Some of the most difficult market research tasks are associated with the run-up to a product launch. Making predictions is challenging and when the number of unknown variables increases, so does the complexity of the task. Planning for a product launch taps the best that market research can provide, and it can mean turning to machine learning to get a handle on some of that complexity. Using Bayesian networks to create probabilistic models, market researchers can inform advertising, marketing, and distribution decisions associated with a new product release.
How Do We Define Market Share?
Let's make a brief sidebar comment or two on market share, that elusive measure that everyone wants to know. Market share is typically reported as a percentage and reflects the portion of a target market that is an actual customer base. A "market" is a universe of customers or clients who are interested in a particular product, service, or company. An increase in market share often makes economies of scale available that can contribute to earnings and profit margins so, naturally, businesses seek to increase their market share.
Market share may be reported as revenue or unit sales from a specific market divided by the total possible revenue or unit sales in that market. Because the figure for the possible / available revenue or unit sales in a specific market must be estimated or extrapolated, it is common for a firm to use market research to arrive at that figure.
Bayesian Networks for Market Share Simulations
BayesiaLab has created a powerful Bayesia Market Simulator that can be used to compute market share for different product offering scenarios.
A market researcher can start with a data base that describes several offer choices that are believed to have particular appeal. Then, using the learning algorithms provided by BayesiaLab, a probabilistic model can be automatically created (or "induced," if we want to use the Bayesian vernacular). The probabilistic model factors the offer choices and the known market characteristics. And, a market researcher can further modify the Bayesian network that is produced, ensuring that expert knowledge is also in play.
Using the Bayesia Market Simulator is easier than you might think
- Identify & associate a "type" for each variable: offer variable, market variable, choice variable.
- Review the files that describe different markets.

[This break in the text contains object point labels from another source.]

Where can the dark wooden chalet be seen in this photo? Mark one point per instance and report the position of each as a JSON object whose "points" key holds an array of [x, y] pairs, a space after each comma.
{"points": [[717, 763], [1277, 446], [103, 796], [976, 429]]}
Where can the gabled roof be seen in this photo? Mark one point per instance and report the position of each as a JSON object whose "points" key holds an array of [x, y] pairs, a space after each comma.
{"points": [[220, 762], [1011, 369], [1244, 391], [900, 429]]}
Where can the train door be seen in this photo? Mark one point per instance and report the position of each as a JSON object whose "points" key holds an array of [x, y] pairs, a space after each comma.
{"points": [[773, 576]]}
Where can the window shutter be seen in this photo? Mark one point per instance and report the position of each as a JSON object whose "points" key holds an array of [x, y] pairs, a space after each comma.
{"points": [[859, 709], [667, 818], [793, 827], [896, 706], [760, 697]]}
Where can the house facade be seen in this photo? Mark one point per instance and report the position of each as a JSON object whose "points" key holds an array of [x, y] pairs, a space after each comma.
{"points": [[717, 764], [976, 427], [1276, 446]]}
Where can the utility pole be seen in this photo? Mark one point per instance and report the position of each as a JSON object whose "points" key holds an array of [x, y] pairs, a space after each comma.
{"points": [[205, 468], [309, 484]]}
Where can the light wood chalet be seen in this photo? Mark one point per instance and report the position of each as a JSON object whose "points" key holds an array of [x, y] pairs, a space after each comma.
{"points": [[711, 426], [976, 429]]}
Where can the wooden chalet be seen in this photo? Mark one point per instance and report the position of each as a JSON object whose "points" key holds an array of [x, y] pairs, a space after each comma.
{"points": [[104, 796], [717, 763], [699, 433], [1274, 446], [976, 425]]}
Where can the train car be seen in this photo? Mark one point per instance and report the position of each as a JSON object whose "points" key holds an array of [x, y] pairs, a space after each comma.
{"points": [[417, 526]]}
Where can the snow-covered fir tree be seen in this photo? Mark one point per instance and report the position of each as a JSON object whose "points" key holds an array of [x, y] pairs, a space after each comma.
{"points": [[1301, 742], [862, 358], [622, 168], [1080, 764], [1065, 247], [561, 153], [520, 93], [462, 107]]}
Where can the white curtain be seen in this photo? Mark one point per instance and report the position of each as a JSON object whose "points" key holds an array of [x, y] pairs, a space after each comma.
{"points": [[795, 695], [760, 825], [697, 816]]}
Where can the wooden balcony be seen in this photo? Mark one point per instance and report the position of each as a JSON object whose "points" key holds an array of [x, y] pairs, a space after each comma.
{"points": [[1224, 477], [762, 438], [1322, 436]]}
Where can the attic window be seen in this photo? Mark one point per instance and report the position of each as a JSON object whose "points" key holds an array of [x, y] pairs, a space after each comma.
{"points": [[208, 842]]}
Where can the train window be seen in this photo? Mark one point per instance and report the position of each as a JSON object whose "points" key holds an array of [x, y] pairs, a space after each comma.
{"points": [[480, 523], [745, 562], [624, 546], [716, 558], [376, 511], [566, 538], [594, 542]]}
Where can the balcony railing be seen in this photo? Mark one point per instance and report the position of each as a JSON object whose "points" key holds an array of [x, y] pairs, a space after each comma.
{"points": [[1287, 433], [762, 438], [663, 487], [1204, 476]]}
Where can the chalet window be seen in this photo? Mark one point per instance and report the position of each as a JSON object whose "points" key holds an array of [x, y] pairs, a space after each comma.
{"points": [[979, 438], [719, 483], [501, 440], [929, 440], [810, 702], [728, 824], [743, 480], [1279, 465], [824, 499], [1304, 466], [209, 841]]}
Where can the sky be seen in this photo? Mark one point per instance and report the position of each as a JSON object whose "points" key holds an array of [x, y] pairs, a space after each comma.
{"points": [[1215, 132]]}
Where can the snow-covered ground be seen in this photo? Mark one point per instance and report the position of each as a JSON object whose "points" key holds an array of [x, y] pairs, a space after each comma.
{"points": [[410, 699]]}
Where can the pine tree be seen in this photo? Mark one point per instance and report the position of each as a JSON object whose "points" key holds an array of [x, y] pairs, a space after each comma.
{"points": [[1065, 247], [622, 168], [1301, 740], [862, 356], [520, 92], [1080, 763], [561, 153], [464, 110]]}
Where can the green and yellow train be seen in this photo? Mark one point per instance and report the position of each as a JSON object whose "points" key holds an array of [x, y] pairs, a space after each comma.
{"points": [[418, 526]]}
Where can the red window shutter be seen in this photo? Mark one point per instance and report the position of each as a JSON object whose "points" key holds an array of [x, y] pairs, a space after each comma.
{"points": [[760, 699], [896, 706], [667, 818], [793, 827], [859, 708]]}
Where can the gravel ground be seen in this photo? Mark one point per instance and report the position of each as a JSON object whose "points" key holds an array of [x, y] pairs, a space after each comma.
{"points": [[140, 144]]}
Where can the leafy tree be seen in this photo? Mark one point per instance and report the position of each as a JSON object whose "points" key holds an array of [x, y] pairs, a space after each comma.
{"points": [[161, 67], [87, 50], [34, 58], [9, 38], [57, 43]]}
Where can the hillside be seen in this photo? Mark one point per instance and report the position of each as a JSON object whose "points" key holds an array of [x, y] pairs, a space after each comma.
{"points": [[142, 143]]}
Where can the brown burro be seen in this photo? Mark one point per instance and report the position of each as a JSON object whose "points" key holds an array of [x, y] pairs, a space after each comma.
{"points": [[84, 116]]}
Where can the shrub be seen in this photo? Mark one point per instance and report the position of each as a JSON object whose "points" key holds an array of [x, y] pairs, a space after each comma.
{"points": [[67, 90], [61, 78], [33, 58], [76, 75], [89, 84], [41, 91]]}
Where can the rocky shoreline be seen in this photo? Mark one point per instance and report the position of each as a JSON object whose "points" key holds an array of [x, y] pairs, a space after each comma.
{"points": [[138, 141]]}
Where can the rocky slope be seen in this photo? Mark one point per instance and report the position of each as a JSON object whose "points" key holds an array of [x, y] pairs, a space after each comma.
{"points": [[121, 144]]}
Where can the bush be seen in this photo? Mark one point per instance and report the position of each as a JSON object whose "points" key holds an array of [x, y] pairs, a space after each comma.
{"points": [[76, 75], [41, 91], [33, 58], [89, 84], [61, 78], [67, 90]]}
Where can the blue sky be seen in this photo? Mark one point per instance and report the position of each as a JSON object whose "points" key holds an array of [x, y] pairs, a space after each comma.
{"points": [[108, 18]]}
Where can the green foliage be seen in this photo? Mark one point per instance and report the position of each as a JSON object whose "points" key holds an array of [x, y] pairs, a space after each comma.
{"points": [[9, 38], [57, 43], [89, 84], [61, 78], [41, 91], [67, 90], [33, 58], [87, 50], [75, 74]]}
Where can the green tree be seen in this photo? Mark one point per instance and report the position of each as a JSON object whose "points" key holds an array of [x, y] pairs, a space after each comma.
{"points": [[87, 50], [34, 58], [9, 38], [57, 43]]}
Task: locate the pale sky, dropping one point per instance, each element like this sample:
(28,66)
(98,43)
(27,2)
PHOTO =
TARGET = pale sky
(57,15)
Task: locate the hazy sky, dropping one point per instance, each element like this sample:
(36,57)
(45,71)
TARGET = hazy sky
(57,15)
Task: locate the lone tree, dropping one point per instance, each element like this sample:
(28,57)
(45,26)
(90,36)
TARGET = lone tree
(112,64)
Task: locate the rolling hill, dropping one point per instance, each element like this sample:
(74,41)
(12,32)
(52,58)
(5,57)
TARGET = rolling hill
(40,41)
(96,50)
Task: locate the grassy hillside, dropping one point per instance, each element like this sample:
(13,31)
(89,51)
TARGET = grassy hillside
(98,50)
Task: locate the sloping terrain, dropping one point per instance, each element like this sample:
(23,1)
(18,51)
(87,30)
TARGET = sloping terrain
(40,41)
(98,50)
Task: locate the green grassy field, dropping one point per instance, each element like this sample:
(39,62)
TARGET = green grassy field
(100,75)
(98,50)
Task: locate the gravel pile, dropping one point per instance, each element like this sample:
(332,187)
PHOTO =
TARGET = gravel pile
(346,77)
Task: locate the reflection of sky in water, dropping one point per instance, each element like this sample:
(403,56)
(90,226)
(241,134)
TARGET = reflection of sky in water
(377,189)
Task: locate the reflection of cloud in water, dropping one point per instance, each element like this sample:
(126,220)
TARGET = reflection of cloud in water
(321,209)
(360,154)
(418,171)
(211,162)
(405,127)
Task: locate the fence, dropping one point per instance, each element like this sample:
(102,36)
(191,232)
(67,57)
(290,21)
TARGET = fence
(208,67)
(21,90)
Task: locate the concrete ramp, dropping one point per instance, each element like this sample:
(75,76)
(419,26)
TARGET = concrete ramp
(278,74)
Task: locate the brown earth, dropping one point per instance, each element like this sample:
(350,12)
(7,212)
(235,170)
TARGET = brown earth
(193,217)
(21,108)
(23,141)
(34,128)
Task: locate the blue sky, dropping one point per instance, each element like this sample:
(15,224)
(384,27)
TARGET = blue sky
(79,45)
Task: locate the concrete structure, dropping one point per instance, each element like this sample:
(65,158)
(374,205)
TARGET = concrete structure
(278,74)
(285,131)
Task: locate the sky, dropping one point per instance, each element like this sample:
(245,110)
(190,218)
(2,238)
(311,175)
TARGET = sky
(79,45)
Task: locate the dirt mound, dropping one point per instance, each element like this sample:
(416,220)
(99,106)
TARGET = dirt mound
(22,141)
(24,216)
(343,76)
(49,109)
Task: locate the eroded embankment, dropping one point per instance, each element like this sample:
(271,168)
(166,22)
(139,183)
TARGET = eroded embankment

- Choose one market type to use as the simulation base.
- Determine which offer characteristics you want to launch on the market.
- Define the scenario using the offer characteristics you identified.
- Decide how to characterize the market segment to be explored.
- Compute the market shares that correspond to the scenario offers.
- For each line of your market file, save the probability distribution over the offers.
- You're done! Send a thank-you email to Bayesia S.A.S.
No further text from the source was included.